With equal L3 caches when a process spills onto the second CCD it will still use the first's L3 cache as "L4" but it no longer has to evict that data at the same rate as the lopsided models. Additionally the first CCD can use the second CCD's L3 in kind reducing the number of requests that need to go to main memory.
The same sized L3s reduce contention to the IO die and the larger sized L3s reduce memory contention, it's a win-win.
The gain is very workload dependent, so there are no generally-applicable rules.
There are many applications which need synchronization between threads, so the speed of the slowest thread has a disproportionate influence on the performance.
In such applications, on X3D2 the slowest thread has a 3 times bigger cache on an X3D2 vs. X3D. That can make a lot of difference.
So there will be applications with no difference in performance, but also applications with a very large difference in performance, equal to the best performance differences shown by X3D vs. plain 9950X.
It really comes down to how much more this CPU is over the next one down if you're building a new rid for a long period of time. I'm running on a 5950X which is coming up on it's 6 years in November. I could have spend a little less on the next model down, but I expect this rig will last me for a few more years (especially with how much memory is). The per year extra expense for that CPU was almost nothing over its lifetime.
Now, would I upgrade an existing computer with a slightly slower processor with it, probably not.
I know the prices of RAM are high, but 256GB RAM limit seems like omission. If they supported at least 512GB in quad or eight channel that would be something worth looking at for me. I know there is Threadripper but ECC memory is out of reach.
Given that the dies still have L3 on them does this count as L4 or does the hardware treat it as a single pool of L3?
Would be neat to have an additional cache layer of ~1 GB of HBM on the package but I guess there's no way that happens in the consumer space any time soon.
Per compute die it functions as one 96M L3 with uniform latency. It is 4 cycles more latency than the configuration with smaller 32M L3. But there are two compute dies, each with their own L3. And like the 9950X coherency between these two L3 is maintained over global memory interconnect to the third (IO) die.
But to do it literally - I'm not a low-level motherboard EE, but I'd bet you're looking at 5 to 7 figures (US $) of engineering work, to get around all the ways in which that would violate assumptions baked into the designs of the CPU, support chips, firmwares, etc.
Make a fake ram which offers write through guarantee and returns bus no matter what address is referenced. You could possibly short circuit any "is ram there" test if it just says yes for whatever size and stride got configured.
Makes sense. RAM pricing surely has lead to a fall of AM5 high-end CPU purchases, might as well try to get some extra cash from those who still buy. Bin the remaining now non-X3D chips as something else.
Probably fun for those who already bought DDR5 memory... still kicking myself for not just pulling the trigger on that 128GB dual stick kit I looked at for $600 back in September. Now it's listed at $4k...
Meanwhile I hope my AM4 will chug along a few more years.
> Now it's listed at $4k...
You can buy 128GB of DDR5-6000 with a 9950X3D (not this newest X2 version, but still a $699 CPU) and a motherboard and a case for $2800 right now: https://www.newegg.com/Product/ComboDealDetails?ItemList=Com...

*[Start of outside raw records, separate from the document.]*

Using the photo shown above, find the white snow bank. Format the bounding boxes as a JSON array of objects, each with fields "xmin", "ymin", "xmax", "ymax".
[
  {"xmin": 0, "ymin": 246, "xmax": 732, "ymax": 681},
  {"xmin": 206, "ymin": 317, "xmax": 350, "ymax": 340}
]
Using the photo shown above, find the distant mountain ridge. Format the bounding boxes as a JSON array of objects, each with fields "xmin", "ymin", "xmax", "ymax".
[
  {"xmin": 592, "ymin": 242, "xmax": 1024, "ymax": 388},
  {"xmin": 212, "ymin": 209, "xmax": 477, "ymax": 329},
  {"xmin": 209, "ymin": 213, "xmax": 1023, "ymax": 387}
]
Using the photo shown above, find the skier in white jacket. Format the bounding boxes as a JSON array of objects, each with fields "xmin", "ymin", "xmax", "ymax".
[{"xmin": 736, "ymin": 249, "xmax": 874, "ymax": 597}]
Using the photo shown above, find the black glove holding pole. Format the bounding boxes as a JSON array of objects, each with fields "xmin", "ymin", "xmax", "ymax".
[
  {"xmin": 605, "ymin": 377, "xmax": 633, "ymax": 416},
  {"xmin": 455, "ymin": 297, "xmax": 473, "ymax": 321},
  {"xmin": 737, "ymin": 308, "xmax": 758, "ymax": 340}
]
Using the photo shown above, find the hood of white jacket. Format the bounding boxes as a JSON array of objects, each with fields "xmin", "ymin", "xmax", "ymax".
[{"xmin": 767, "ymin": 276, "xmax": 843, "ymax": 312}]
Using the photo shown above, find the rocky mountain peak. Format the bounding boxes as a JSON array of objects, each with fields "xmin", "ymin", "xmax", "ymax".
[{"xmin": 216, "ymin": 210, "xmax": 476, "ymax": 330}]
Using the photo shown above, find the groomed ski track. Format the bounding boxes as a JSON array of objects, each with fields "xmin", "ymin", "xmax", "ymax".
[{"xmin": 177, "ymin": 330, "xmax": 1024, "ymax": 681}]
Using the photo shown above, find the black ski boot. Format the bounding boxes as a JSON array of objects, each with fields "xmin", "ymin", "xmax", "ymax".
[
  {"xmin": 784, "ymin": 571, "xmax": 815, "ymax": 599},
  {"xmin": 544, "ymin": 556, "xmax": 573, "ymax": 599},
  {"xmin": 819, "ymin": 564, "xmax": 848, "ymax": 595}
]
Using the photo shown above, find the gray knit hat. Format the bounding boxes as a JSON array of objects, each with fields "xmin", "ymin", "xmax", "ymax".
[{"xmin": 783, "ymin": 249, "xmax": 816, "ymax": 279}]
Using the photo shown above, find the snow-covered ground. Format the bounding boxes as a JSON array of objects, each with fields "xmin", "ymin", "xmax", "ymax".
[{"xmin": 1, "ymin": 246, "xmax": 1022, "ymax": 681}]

If you don't need 128GB, there are quality 64GB kits for under $700 on Newegg right now, which is cheaper than this CPU.
If someone needs to build something now and can wait to upgrade RAM in a year or two, 32GB kits are in the $370 range.
I don't like this RAM price spike either, but in the context of building a high-end system with a 16-core flagship CPU like this and probably an expensive GPU, it's still reasonable to build a system. If you must have 128GB of RAM it can be done with bundles like the one I linked above but I'd recommend waiting at least 6 months if you can. There are signs that prices are falling now that panic-buying has started to trail off.
128GB of RAM should not cost $4K even in this market.
$2800 is still a huge price in comparison with the last year.
Last summer, a 9950X3D + motherboard + cooler + 128 GB DRAM + VAT sales taxes was the equivalent of $1400 in Europe, where I live.
That's half of your quoted price. That was without case and PSU, but adding e.g. $200 for those would not change much.
4 replies →
I bought 192GB (4x 48GB) of DDR5-6400 for 299 euro in September but returned it because I couldn't get 4 DIMMS to run at decent speeds in the system.
6 or so weeks after I returned it the kit was listed at 1499.
12 replies →
No such bundle deals where I am. Absolute cheapest DDR5 128GB kit around is 2 sticks of 5600 64GB for $2k.
Cheapest 64GB kit is $930.
The kit I was oh-so-close to buying was two 6400 64GB sticks.
Not gonna buy now, not that desperate. I have a spare AM4 board, DDR4 memory and heck even CPU, I'll ride this one out. Likely skip AM5 entirely if something doesn't drastically change.
4 replies →
that bs of you don't need 128 are toxic. what if you want to upgrade from ddr4 and you already have 128?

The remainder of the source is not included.